Emerging Markets ‘Still Well-Positioned for Growth’

Investors globally fear the twin effects of a slowing Chinese economy and the US Federal Reserve’s tapering of its post-financial crisis stimulus programme on the world’s emerging economies, research from the Economist Intelligence Unit (EIU) notes.

However EIU’s report, sponsored by Bank of New York Mellon and entitled
‘What’s next for emerging markets?’
suggests that bullishness prevails on emerging markets (EMs) despite such concerns and the recent volatility that caused countries such as Turkey and India to hike interest rates.

“While they remain focused on developing economies, investors are wary of the asset class as a whole, and more investors are taking the time to consider the economic prospects of individual countries within the larger asset category to determine where value lies ahead,” the report suggests.

It adds that despite real politico-economic vulnerabilities in key developing countries and the possible effects of Fed tapering, these economies are still well-positioned in the global economy and will likely continue to grow.
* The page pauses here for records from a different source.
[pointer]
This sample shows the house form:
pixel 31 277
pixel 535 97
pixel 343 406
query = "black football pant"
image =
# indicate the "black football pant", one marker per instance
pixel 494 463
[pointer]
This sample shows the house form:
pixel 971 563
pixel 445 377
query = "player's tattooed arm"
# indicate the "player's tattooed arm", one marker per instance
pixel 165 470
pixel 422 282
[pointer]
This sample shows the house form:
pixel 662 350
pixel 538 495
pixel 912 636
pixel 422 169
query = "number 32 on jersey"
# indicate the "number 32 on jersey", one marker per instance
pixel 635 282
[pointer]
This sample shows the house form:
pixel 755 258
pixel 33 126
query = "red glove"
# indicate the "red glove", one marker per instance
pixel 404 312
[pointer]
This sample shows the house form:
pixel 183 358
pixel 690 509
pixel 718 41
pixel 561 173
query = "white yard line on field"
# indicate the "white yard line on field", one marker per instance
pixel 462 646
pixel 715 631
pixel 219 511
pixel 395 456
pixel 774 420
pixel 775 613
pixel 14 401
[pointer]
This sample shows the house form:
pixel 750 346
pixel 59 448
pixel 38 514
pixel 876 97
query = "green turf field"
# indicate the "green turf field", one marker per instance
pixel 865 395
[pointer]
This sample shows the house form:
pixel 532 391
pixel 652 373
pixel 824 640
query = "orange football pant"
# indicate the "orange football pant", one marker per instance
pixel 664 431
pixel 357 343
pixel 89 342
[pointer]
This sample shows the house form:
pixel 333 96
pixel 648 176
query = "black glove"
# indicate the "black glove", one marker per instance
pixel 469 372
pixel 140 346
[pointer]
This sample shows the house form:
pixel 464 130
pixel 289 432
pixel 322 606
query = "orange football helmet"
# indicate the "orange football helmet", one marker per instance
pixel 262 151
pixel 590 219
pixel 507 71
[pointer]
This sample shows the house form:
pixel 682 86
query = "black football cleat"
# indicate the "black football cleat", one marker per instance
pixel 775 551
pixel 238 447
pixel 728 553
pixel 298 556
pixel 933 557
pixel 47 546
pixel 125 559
The report, which canvassed opinion from 730 institutional investors, adds that they are encouraged by Chinese government efforts to create an internally driven economy that can withstand weaker demand from developed markets.

Leo Abruzzese, EIU’s global forecasting director, believes that as it becomes a middle-income nation, China won’t grow as fast but it will add more to gross domestic product (GDP) in absolute dollar terms than when it grew at an annual rate of 14%.

He adds that many EMs such as India, Brazil and African countries are endowed with large young populations and have great growth potential should they manage much-needed infrastructure reform. Additionally, recovery in developed economies will boost EMs in the medium term – largely by supporting emerging market exports. Promoting a growth model based more on domestic consumer spending and a lower volume of exports – as China’s new government is doing – should create a foundation for more sustained growth moving forward.

The report sees the biggest challenge for EM investors as weathering abrupt changes in capital flows. If tapering is smooth and slow, then capital flows will not be disruptive. Yet, since the Fed’s bond-buying programme has been unprecedented both in its scale as well as substance, no one knows how tapering will affect global financial markets.

The report concludes that EMs remain risky for a reason – an urgent need for structural reforms, widespread corruption and a lack of transparency still plague most of them. If there’s panic in one or more countries, no one wants to be the last one holding Turkish stocks or South African rands (ZAR).

“At their best, EMs offer an exhilarating ride up and, at worst, a white-knuckle descent,” say the report’s authors. “For now, investors should enjoy the relative calm in these markets at year’s end. It might not last long.”